A Baden-Baden, à Cannes, au Grand-Hôtel de Monte-Carlo, Ritz perfectionna graduellement ses plans ; il réalisa son idéal à Londres, au « Savoy. » Ce fut le point de départ de modes nouvelles parmi la société anglaise qui, au lieu de passer la season en apartments, dans des maisons meublées, louées aux propriétaires absens, préféra descendre à l’hôtel et y donna des dîners. Les femmes du meilleur monde vinrent, en toilettes décolletées, s’attabler à l’hôtel, en public, comme en un logis privé. Et cela, non dans une ville d’eaux ou de bains de mer, où, personne n’étant censé chez soi, chacun peut trouver naturel de s’installer au casino ; mais dans une capitale et dans un pays où les lois d’une étiquette traditionnelle sont religieusement observées.

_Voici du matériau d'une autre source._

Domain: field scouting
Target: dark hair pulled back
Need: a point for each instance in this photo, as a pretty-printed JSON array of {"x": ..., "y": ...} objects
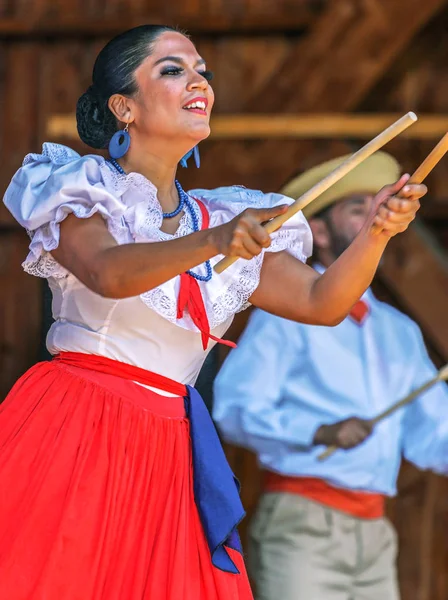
[{"x": 113, "y": 73}]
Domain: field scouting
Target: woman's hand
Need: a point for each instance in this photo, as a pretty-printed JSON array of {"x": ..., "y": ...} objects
[
  {"x": 395, "y": 206},
  {"x": 244, "y": 236}
]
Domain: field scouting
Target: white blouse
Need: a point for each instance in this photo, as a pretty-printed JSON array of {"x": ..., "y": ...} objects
[{"x": 142, "y": 330}]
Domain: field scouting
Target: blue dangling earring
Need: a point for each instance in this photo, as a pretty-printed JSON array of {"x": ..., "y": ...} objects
[
  {"x": 197, "y": 158},
  {"x": 119, "y": 143}
]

Encouragé par son succès, Ritz acquit un terrain à Rome au haut de la via Nazionale, près des thermes de Dioclétien. La vogue du « Grand-Hôtel » qu’il y fit construire a transformé, depuis quelques années, la Ville Eternelle en une station d’hiver. De toutes les parties du monde, et plus spécialement d’Amérique, grâce aux lignes de paquebots directs récemment créées de New-York-Gènes et de New-York-Naples, afflue, de fin décembre à fin avril, cette « aristocratie » mêlée, mi-partie grands seigneurs et plurimillionnaires, mi-partie chevaliers d’industrie et pécheresses à tarifs conventionnels. Par eux, à la Rome des Césars, des Papes, du roi d’Italie, s’ajoute et s’agrège une quatrième Rome : celle de la colonie dorée des nomades, la Cosmopolis du romancier, qui a son palais et son centre au Grand-Hôtel, comme les autres Romes ont les leurs au Forum, au Vatican ou au Quirinal. Et, de toutes, c’est naturellement la Rome du Grand-Hôtel qui est la plus en vue, la plus remuante ; elle répand sur toutes les autres sa poussière de fêtes et de gaité. Car elle fusionne avec toutes et mêle à ses luncheons, à ses parties extra-muros, à ses bals et à ses « cotillons, » payés en dollars d’outre-mer, les artistes et les diplomates, le monde « noir » et le monde officiel, le vieux patriciat indigène et les « belles d’hôtel » de toutes les nations.